31.4 cut: Extracting Columns by Delimiter or Byte Position
Right, let’s talk about cut. It’s the command you reach for when you have a nicely structured line of text—a config file, a CSV, the output of another command—and you just want to pull out a specific piece of it. It’s the digital equivalent of taking a scalpel to a log file. Simple concept, right? And it is. Until it isn’t. cut is one of those tools that will work perfectly 99% of the time and then fail in the most spectacularly confusing way the other 1%. I’m here to make sure you’re ready for that 1%.
The core idea is that cut slices up each line of input based on one of two criteria: a delimiter (like a comma or a tab) or a fixed byte position. It then outputs only the pieces you asked for.

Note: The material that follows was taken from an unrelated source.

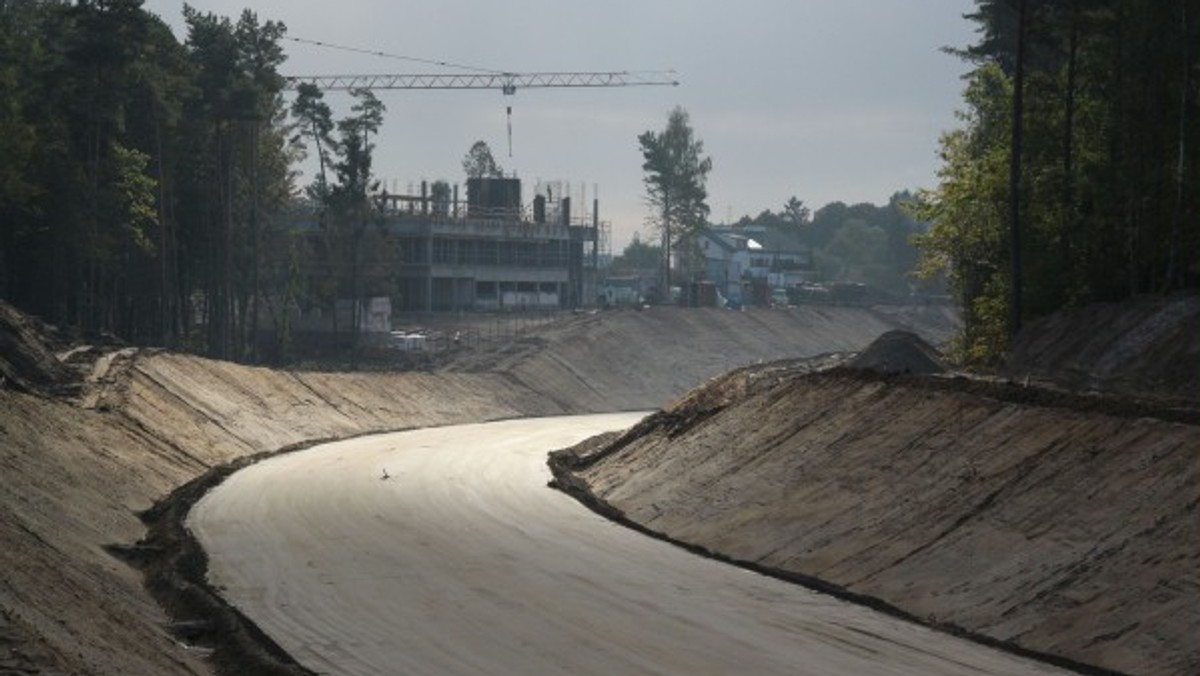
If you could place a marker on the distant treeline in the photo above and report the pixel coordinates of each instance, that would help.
(138, 173)
(1109, 192)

The Delimiter Dance (-d and -f)
This is the most common way to use cut. You specify a delimiter character with -d and then the field(s) you want with -f.

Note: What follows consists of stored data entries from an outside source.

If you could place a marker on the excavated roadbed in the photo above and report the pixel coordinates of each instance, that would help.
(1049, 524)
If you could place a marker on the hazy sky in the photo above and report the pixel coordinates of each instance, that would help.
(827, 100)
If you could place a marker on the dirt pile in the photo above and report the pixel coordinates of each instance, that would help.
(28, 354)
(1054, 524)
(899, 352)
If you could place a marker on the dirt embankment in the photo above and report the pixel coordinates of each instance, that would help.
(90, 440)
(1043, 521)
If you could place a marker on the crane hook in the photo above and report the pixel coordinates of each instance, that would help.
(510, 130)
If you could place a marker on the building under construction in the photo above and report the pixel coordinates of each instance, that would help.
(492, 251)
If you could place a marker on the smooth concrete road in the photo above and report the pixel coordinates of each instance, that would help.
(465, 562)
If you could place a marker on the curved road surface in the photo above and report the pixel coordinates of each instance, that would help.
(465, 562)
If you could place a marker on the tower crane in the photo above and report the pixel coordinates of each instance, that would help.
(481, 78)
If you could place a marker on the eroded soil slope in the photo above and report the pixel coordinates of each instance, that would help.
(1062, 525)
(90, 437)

Let’s say you have a file users.txt with contents like this:
alan.shearer:1001:/home/alan.shearer:/bin/bash
thierry.henry:1002:/home/thierry.henry:/bin/zsh
eric.cantona:1003:/home/eric.cantona:/usr/bin/fish
You want just the usernames. That’s the first field, colon-delimited.
cut -d':' -f1 users.txt
alan.shearer
thierry.henry
eric.cantona
Clean. Simple. Beautiful. Now, what if you want the username and the user ID? You can specify multiple fields as a comma-separated list.
cut -d':' -f1,2 users.txt
alan.shearer:1001
thierry.henry:1002
eric.cantona:1003
Notice it preserves the delimiter between the selected fields. You can also use ranges: -f2-4 for fields 2 through 4, or -f-3 for fields 1 to 3. This is genuinely useful.
Now, the first pitfall. What if your data doesn’t have a consistent number of fields? cut does not care. It will happily give you an empty string or, worse, just skip the line entirely if a field number doesn’t exist. It’s brutally literal. There’s no --please-be-flexible flag. This is why for messy, real-world data, awk is often a better choice, but cut is lighter and faster for well-behaved files.

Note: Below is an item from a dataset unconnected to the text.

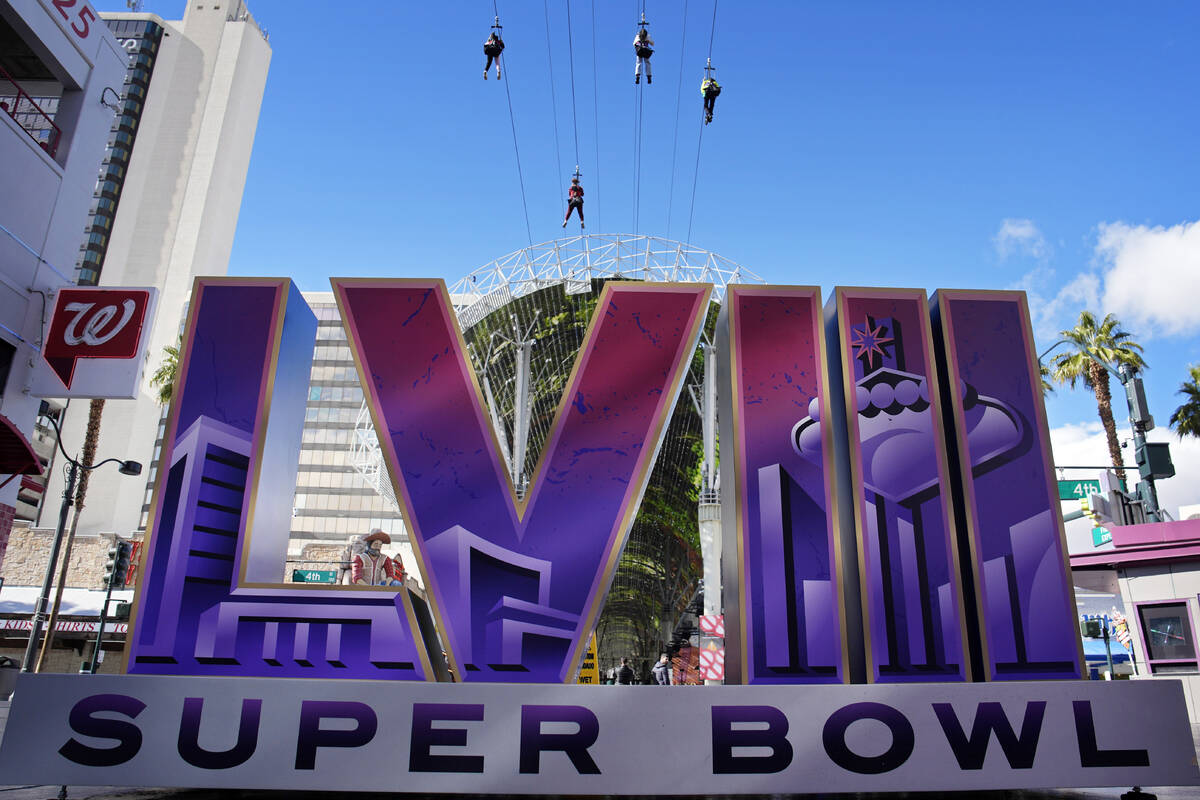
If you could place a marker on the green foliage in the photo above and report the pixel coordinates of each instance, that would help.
(1186, 419)
(1095, 344)
(163, 378)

Byte and Character Positioning (-b and -c)
Sometimes, your data isn’t delimited but is fixed-width. Maybe it’s the output of some ancient COBOL program or a specific log format. Here, you use -b for byte or -c for character positions.
Let’s take a classic: the output of ls -l.
ls -l | head -3
-rw-r--r-- 1 user staff 12345 Dec 5 10:30 report.pdf
drwxr-xr-x 7 user staff 224 Nov 28 14:17 Projects
-rwxr--r-- 1 user staff 101 Dec 1 09:15 script.sh
The permissions are bytes 1-10, the size is (roughly) bytes 48-55. To get just the size and filename:
ls -l | cut -c48-55,61-
12345 report.pdf
224 Projects
101 script.sh
Here’s the second, massive pitfall: the distinction between -b and -c. In 99.9% of situations on a modern UTF-8 system, they are the same. But -b is for bytes, and -c is for characters. If you have a multi-byte character (like an emoji, or an accented letter in certain encodings) in your text, using -b will slice right through the middle of it and output corrupt garbage. -c is supposed to handle this correctly. My advice? Just use -c for character-based slicing and never think about -b again unless you’re dealing with pure ASCII or you enjoy debugging encoding nightmares.
The Absurd Limitation (And How to Fix It)
Here’s the thing that drives me up a wall about cut: it only accepts a single character as a delimiter. One. You cannot use -d '::' or -d '\t+'. This is a design choice from the 1970s that we’re apparently stuck with. It’s absurd.
Need to split on a tab? You have to use shell quoting magic: -d$'\t' in bash. Need to split on multiple spaces? Tough luck. You can’t. This is the primary reason I often abandon cut for awk midway through a script. awk -F ' +' lets me use a full regex as a delimiter. It’s infinitely more powerful.
So, the best practice is simple: use cut for what it’s good at—quick, simple extractions from clean, columnar data with a single-character delimiter. The moment your parsing needs get more complex, graduate to awk. It’s like using a scalpel (cut) for a precise job versus a fully stocked surgical robot (awk). Both have their place, but you gotta know when the job has outgrown the tool.
# For a quick and dirty extraction of the 2nd field from a CSV
cut -d',' -f2 data.csv
# For anything more complex (like a CSV field that might contain a comma itself!)
awk -F',' '{print $2}' data.csv # Still not perfect for CSV, but you get the idea
Remember, cut is a sharp, simple tool. Respect its limitations, and it will serve you well. Ignore them, and it will cut you.